Never has the question of media development funding seemed more urgent. Not only is the media going through baffling changes in business models and technologies, but authoritarian governments around the world are cracking down on media freedoms, imprisoning journalists and trying to control the Internet. Money is short. Media organizations around the world are looking to donors to help them meet these challenges and come up with new ways to build workable independent media institutions and ensure their survival.
Anyone who works in media development knows that it can be difficult to get a clear picture of what donor organizations are funding. Because media development is a cross-cutting theme and is subsumed under democracy and governance funding schemes, donors have not always explicitly tracked media development projects. To make matters more complicated, media can be both a tool and an end in development projects and media-focused programming has been obfuscated within other types of democracy programs.

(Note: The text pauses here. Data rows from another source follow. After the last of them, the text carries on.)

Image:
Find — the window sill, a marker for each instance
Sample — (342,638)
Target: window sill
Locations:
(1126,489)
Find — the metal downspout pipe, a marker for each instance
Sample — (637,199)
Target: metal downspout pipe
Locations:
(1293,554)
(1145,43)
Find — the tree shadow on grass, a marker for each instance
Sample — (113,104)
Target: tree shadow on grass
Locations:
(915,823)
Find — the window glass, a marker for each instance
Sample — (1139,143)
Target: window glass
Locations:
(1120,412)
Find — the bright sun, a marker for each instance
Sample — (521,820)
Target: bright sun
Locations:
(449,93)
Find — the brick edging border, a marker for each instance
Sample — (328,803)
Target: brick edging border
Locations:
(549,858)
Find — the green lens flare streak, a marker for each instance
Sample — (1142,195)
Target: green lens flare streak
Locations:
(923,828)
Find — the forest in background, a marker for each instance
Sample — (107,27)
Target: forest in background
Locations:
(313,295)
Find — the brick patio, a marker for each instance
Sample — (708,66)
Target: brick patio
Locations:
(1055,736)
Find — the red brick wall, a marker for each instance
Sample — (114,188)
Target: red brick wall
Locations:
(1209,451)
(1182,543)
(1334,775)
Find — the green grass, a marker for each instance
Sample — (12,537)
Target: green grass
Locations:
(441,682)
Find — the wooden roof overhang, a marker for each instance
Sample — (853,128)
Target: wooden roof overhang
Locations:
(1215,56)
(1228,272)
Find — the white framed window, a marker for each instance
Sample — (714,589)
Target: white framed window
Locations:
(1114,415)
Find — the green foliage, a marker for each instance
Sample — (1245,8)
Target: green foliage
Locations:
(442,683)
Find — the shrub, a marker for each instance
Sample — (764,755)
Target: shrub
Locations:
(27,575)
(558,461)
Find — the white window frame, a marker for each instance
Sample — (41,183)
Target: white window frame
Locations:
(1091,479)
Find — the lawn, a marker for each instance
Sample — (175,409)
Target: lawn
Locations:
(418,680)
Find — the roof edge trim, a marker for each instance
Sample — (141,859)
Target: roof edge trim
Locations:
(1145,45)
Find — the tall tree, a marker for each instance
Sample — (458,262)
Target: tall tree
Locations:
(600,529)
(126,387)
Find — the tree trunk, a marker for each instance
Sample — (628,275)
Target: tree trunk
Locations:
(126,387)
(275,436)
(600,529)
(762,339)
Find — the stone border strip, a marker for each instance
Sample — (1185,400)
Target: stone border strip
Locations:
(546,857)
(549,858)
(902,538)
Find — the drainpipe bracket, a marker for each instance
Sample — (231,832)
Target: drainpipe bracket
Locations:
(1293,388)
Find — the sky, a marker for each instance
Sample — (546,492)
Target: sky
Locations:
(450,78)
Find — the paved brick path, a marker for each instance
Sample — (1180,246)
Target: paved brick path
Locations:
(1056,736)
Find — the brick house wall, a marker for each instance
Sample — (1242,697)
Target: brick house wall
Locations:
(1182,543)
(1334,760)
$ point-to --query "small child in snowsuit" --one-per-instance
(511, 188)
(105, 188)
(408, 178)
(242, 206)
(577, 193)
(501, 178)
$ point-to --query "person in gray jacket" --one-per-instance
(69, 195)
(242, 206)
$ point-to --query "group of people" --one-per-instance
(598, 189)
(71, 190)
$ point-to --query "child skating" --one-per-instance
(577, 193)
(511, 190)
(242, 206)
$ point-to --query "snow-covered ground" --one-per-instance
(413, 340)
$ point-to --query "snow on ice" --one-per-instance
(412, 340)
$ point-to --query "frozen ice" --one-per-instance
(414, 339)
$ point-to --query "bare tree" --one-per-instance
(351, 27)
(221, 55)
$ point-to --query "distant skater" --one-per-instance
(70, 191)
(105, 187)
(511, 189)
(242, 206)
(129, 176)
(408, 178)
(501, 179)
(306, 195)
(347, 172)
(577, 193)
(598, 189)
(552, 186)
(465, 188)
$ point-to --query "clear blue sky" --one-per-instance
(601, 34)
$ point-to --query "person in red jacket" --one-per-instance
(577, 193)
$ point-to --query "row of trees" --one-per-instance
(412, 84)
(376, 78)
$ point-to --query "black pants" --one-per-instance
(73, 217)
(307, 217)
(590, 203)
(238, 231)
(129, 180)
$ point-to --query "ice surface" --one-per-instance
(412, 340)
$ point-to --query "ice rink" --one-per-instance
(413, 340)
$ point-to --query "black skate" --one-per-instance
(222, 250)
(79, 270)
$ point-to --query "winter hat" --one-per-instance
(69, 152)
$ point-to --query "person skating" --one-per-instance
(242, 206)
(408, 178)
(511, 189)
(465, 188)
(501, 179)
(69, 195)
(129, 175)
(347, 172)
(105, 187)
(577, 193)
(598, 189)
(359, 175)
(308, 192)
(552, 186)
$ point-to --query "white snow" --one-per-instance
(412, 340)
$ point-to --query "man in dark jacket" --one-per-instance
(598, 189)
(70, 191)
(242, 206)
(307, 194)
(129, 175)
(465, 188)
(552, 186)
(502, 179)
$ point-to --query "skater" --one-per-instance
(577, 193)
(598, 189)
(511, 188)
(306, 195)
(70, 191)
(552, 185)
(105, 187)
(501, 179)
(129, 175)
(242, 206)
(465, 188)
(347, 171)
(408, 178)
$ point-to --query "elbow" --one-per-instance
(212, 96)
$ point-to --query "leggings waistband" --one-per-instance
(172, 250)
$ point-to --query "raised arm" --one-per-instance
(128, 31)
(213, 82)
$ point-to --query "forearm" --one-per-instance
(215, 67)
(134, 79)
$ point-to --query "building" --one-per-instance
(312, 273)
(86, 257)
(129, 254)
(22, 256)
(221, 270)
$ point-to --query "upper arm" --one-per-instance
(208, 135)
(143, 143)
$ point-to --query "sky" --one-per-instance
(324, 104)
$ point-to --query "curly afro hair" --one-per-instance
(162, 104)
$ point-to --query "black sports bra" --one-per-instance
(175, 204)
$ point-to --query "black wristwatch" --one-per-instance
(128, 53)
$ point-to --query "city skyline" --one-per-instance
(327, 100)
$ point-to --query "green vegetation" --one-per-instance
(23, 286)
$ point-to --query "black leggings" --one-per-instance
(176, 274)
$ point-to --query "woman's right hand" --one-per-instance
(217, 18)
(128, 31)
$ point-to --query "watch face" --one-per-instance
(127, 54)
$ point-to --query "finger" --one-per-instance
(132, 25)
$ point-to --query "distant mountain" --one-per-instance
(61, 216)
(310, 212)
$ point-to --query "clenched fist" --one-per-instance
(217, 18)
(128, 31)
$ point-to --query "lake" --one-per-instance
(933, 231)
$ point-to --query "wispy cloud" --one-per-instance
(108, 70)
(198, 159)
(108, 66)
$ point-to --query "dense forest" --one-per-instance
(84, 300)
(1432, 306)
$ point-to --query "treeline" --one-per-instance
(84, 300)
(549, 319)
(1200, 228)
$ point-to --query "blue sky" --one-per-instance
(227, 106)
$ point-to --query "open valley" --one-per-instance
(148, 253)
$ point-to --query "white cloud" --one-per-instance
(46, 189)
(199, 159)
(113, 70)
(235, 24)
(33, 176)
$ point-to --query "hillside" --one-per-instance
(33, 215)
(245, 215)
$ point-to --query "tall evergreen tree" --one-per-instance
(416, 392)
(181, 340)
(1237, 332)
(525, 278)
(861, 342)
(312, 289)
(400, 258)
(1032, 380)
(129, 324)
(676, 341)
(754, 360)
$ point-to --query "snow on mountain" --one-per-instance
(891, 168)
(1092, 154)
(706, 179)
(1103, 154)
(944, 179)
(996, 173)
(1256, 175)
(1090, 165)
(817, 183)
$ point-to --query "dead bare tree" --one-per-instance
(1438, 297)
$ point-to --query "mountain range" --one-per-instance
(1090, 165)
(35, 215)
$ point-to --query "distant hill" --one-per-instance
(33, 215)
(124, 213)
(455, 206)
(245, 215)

Last year, CIMA decided to address this information gap. We launched a project to survey media development donors, and in the process, encourage them to distinguish and report their media development funding efforts. The project has sought to gain a better picture of what types of media development activities are the top priorities for each donor, how much money they are putting into media development, and where in the world this work is being done. We have developed profiles for each donor organization, which include background information and, in most cases, examples that illustrate the types of media development projects they fund. Taken together, the profiles will give the media development community more data to work with and a better sense of the state of funding for the field.
Last month, CIMA presented the results of the first phase of this project, Profiles in Media Development Funding, an online resource for practitioners, academics, experts and policymakers. The process of surveying the donors has taken considerable time and effort and we have only completed a handful of key donor profiles. We are in the process of assembling more profiles and are committed to updating these profiles regularly so that the media development community will have a go-to place to find data on media development funding and donors’ priorities.
In a rapidly changing phase for media around the world, with new governance questions related to the Internet, it is exceedingly important to reevaluate our media development resources and priorities. As more data becomes available, we hope we can better gauge impact and devise of effective media development priorities and strategies to address new challenges at the intersection of media, governance and technology.